10. Martinos Center for Biomedical Imaging, Massachusetts General Hospital, Charlestown, MA, United States

11. Department of Medicine, Human Potential Translational Research Programme & Institute for Digital Medicine (WisDM), Yong Loo Lin School of Medicine, National University of Singapore, Singapore, Singapore

Abstract

Abstract Individualized phenotypic prediction based on structural magnetic resonance imaging (MRI) is an important goal in neuroscience. Prediction performance increases with larger samples, but small-scale datasets with fewer than 200 participants are often unavoidable. We have previously proposed a “meta-matching” framework to translate models trained from large datasets to improve the prediction of new unseen phenotypes in small collection efforts. Meta-matching exploits correlations between phenotypes, yielding large improvement over classical machine learning when applied to prediction models using resting-state functional connectivity as input features.
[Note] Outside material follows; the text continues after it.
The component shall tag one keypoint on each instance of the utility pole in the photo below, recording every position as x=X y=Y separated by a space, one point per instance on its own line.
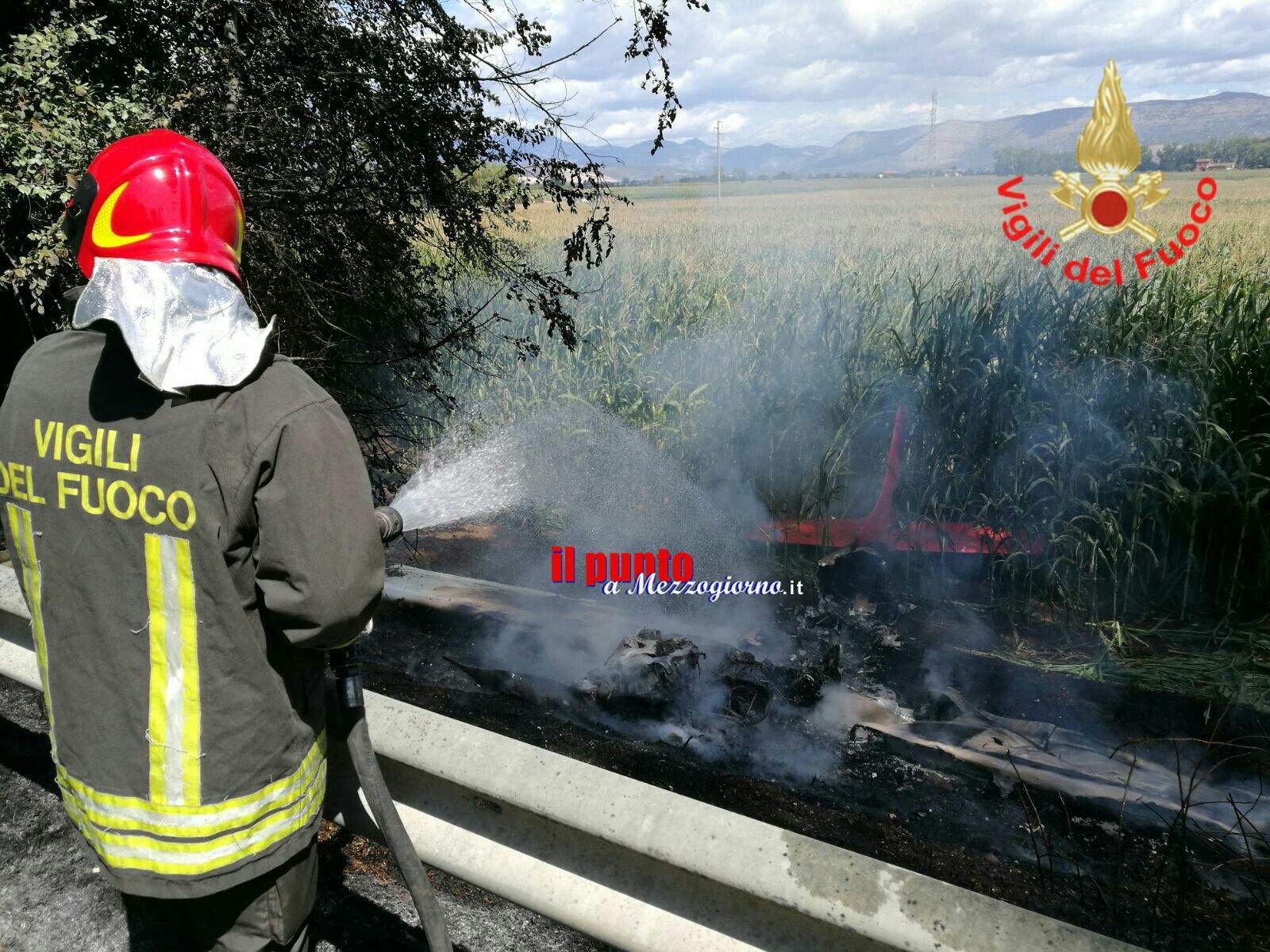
x=930 y=144
x=719 y=159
Here, we adapt the two best performing meta-matching variants (“meta-matching finetune” and “meta-matching stacking”) from our previous study to work with T1-weighted MRI data by changing the base neural network architecture to a 3D convolution neural network. We compare the two meta-matching variants with elastic net and classical transfer learning using the UK Biobank (N = 36,461), the Human Connectome Project Young Adults (HCP-YA) dataset (N = 1,017), and the HCP-Aging dataset (N = 656). We find that meta-matching outperforms elastic net and classical transfer learning by a large margin, both when translating models within the same dataset and when translating models across datasets with different MRI scanners, acquisition protocols, and demographics. For example, when translating a UK Biobank model to 100 HCP-YA participants, meta-matching finetune yielded a 136% improvement in variance explained over transfer learning, with an average absolute gain of 2.6% (minimum = –0.9%, maximum = 17.6%) across 35 phenotypes. Overall, our results highlight the versatility of the meta-matching framework.